The other morning my officer got home from work just as I was getting ready for work myself. As he was getting ready for bed and I was heading out the door, I asked him how his shift was. “It was a rough one” was all he said.
I looked over at him, sitting on the floor, leaning up against our bed and playing with our pup, and saw the subtle slump of his shoulders. The minor look of exhaustion that didn’t just come from working a full shift. The slight flash of defeat in his eyes that you’d miss if you didn’t know what you were looking for.
The weight of the badge that our officers carry is heavy. The badge on their chest physically weighs only a few ounces, but the responsibilities and burdens it comes with weighs tons.
The calls they go on are tough. The things they witness are rough. They show up to people’s worst days over and over again, and each time a tiny piece of that call burrows itself behind that badge. That empty car seat in the freeway median after a horrific car accident. The hollow look in a young woman’s eyes after recounting what happened to her last night. The sound of a mother’s anguished scream as she learns that her child didn’t make it.

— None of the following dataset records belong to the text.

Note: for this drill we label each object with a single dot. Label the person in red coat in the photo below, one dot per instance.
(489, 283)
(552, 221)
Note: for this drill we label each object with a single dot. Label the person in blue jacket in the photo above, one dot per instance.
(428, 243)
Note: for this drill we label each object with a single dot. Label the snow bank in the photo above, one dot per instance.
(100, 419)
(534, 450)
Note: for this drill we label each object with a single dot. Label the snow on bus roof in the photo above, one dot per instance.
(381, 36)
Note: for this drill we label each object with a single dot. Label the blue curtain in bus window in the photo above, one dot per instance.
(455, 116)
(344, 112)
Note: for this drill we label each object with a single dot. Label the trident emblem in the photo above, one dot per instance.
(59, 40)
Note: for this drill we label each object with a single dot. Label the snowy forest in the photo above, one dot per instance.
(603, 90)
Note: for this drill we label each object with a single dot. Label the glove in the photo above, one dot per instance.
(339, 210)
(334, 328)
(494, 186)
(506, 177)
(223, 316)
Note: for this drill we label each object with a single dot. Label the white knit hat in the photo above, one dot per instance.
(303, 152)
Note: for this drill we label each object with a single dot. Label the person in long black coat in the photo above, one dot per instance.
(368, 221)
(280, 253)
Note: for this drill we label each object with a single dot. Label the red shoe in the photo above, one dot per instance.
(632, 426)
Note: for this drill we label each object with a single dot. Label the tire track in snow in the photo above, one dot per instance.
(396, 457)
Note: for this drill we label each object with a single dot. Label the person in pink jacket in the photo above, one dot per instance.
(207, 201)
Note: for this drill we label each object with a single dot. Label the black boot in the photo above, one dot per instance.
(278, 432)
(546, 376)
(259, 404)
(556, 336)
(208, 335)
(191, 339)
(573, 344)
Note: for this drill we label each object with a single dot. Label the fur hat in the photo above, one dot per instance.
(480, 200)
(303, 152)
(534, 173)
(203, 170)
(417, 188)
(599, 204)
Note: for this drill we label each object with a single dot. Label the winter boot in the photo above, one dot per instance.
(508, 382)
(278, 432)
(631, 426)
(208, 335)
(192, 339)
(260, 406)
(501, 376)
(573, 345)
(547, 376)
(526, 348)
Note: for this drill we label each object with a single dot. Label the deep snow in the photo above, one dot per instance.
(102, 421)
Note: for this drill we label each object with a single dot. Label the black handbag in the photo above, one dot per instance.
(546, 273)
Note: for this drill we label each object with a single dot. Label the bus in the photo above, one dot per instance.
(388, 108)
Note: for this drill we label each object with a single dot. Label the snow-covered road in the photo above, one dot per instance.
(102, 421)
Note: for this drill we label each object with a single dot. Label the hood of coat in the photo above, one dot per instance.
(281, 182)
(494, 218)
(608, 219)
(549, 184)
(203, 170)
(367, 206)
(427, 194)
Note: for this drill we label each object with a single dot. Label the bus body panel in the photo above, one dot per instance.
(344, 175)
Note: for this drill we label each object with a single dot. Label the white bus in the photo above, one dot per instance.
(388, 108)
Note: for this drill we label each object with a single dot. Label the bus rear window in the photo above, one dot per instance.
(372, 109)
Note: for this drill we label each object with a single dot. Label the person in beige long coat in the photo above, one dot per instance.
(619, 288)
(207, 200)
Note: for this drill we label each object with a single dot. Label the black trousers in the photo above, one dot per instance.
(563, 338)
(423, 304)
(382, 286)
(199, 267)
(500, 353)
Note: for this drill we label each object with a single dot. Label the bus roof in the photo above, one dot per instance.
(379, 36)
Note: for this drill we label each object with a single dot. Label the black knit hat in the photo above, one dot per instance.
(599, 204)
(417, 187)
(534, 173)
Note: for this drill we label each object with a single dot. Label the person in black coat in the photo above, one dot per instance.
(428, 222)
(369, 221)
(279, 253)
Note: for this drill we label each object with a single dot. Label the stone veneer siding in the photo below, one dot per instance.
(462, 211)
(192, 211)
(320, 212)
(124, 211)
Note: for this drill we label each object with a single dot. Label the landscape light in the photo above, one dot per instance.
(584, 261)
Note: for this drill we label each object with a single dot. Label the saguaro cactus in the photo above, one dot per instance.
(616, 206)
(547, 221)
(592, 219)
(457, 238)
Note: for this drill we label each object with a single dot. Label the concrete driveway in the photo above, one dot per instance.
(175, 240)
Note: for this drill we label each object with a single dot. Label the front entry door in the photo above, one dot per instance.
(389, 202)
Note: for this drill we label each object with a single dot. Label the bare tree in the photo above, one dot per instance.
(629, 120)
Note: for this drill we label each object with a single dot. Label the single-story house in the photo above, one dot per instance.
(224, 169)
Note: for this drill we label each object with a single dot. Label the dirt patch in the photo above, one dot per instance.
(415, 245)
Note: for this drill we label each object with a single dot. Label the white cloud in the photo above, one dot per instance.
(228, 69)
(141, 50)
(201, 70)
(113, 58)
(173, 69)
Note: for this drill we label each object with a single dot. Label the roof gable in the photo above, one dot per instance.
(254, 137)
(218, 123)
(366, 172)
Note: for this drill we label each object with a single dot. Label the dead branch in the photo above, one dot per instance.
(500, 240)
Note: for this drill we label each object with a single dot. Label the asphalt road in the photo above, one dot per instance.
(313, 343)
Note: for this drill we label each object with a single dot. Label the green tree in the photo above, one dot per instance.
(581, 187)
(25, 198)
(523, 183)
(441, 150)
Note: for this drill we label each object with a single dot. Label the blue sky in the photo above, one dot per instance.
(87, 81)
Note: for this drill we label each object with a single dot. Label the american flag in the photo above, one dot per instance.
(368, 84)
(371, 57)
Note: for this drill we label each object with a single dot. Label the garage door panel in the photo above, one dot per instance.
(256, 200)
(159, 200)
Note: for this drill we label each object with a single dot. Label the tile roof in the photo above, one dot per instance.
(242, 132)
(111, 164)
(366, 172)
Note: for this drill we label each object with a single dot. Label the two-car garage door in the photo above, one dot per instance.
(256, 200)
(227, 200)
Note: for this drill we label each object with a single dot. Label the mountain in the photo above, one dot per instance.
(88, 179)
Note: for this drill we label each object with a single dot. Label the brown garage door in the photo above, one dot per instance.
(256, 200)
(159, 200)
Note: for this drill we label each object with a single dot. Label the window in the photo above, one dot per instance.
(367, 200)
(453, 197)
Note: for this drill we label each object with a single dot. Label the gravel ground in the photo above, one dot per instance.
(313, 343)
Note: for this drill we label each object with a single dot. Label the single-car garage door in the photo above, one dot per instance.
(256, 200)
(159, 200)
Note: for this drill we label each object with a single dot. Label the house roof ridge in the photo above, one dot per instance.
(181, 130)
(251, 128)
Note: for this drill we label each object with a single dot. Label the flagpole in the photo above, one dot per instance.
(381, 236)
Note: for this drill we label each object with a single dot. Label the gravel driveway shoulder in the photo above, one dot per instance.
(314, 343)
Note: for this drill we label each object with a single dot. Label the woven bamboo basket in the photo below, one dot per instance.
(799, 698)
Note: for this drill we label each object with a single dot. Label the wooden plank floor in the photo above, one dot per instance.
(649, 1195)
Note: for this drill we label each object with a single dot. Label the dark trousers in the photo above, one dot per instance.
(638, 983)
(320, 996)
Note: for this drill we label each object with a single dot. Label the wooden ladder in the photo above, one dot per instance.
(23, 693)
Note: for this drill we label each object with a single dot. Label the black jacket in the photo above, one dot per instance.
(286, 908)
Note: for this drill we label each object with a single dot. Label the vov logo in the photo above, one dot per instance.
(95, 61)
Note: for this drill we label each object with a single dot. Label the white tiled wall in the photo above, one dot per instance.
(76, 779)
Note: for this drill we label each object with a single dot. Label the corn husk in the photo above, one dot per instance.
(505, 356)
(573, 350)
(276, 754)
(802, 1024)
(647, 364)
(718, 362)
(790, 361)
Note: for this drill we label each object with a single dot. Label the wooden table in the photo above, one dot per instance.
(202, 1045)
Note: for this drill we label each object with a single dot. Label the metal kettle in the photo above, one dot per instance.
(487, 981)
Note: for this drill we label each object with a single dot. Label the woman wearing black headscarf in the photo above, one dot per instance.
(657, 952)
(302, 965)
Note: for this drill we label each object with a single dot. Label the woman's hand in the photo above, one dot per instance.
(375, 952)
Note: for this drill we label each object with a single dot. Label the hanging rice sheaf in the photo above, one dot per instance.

The smell of smoke and chaos after a family’s entire home has been destroyed and they can’t find their beloved pet.
Our officers carry the weight of that badge around with them everywhere they go, and even though they try to “turn it off” when they get home or “stuff it down inside” it still lingers, heavy and dark and burdensome.
Thank you, first responders, for choosing to carry that weight for us. Thank you for carrying the weight of the badge.